In the end, though, the University of Hong Kong may simply be changing with the times. There is a push within Asian universities for a broader undergraduate academic experience, particularly one that allows students in the hard sciences more exposure to the humanities.
In Australia, the University of Melbourne and the University of Western Australia are carrying out similar reforms. In Hong Kong, other universities are exploring versions of general-studies programs.
At Hong Kong Polytechnic University, known for its professional degrees, there is a new emphasis on writing, debating, and language skills. They are in “demand from the government and the citizens,” says Walter W. Yuen, vice president for academic development. “We want our students to be well rounded, more knowledgeable.”

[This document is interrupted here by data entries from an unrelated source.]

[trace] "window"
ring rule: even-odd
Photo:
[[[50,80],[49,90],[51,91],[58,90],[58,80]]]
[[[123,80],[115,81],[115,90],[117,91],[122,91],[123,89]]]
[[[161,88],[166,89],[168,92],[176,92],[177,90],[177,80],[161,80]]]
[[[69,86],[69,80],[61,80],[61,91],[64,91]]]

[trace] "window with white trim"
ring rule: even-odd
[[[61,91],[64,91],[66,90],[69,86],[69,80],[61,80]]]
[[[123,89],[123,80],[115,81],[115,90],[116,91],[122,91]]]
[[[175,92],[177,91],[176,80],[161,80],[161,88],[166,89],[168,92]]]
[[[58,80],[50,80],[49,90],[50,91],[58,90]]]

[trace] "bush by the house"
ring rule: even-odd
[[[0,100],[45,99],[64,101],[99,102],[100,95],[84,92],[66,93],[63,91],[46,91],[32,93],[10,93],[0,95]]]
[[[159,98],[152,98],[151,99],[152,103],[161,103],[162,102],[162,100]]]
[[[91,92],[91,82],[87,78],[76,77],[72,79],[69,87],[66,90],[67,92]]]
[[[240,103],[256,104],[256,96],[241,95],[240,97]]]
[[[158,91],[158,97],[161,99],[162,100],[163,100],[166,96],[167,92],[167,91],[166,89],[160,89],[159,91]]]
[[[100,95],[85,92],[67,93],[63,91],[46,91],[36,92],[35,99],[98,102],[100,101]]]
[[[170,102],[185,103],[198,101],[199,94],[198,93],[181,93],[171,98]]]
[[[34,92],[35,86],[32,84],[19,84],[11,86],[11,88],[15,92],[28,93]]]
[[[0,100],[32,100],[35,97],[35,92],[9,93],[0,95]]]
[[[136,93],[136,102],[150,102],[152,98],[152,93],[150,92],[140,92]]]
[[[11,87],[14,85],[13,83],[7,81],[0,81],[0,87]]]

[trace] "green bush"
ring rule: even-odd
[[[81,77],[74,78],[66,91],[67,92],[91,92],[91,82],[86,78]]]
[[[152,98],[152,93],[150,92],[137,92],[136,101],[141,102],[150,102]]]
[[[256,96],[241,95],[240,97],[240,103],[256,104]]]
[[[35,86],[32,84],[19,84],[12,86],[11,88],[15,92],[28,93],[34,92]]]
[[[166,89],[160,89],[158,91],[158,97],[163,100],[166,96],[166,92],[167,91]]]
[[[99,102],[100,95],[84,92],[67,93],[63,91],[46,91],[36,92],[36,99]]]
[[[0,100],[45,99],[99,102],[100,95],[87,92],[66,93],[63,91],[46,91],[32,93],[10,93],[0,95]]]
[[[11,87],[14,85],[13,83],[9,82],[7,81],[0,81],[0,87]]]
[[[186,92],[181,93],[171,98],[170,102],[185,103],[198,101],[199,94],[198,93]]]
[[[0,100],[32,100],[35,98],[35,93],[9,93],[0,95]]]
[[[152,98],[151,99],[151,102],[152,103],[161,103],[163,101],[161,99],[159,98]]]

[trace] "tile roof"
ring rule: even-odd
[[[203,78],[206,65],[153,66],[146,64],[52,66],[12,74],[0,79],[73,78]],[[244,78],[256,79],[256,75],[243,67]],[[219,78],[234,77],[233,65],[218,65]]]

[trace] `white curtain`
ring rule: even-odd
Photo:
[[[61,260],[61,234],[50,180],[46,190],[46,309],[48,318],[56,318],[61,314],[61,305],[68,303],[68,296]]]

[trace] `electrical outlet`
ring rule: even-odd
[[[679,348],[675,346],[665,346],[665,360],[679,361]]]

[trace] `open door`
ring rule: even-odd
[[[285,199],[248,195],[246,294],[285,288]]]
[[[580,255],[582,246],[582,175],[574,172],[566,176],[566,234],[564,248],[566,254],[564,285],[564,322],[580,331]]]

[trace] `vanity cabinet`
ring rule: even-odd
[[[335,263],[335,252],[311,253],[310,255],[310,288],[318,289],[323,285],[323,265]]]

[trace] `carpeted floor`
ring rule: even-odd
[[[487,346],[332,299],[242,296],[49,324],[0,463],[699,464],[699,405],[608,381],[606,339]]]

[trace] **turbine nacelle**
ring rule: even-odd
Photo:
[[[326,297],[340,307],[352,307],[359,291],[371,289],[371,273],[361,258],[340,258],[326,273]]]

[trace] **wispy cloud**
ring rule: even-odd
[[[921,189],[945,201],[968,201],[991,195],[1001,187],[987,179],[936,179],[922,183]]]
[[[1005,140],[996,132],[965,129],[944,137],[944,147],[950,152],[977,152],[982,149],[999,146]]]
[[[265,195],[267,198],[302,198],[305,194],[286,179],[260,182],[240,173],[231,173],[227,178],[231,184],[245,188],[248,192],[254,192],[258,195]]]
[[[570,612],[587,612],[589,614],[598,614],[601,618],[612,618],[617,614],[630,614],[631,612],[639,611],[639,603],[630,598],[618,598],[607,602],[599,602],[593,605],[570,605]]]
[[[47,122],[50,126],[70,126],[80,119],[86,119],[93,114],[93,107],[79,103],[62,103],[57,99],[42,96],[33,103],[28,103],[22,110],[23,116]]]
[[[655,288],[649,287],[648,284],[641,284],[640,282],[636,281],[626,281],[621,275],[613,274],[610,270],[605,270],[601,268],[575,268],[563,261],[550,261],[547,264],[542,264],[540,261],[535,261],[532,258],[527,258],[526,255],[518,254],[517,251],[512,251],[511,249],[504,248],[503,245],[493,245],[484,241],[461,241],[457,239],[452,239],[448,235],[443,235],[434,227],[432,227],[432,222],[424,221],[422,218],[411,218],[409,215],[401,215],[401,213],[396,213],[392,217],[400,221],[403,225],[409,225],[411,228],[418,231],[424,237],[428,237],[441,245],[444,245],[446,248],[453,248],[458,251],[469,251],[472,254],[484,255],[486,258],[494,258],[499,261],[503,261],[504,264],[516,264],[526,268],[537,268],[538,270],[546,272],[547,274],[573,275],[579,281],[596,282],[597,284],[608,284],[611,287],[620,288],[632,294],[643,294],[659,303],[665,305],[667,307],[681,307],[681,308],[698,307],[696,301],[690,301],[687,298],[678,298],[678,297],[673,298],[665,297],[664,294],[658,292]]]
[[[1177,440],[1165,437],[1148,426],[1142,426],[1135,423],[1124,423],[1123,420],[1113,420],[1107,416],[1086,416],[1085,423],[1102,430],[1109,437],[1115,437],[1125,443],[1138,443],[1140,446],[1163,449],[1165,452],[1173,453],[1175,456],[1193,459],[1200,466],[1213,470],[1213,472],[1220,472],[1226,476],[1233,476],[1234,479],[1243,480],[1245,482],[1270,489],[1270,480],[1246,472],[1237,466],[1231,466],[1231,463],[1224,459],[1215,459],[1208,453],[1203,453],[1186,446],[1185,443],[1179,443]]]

Peter McPhee, who retired as Melbourne’s provost last September, says the reforms are a “very impressive” version of that trend. He’s familiar with the changes—a member of Ms. Tsui’s committee visited Melbourne for advice in the early stages—and he heard a presentation on the common core at a conference in Australia in February.
The common problem is “getting that balance right between discipline and expertise,” between depth and breadth, so that students “have the flexibility that they’re going to need in the 21st century,” he says. “When I look around the world and listen to all the changes that appear to be going on, so many of the conversations really boil down to this balancing act.”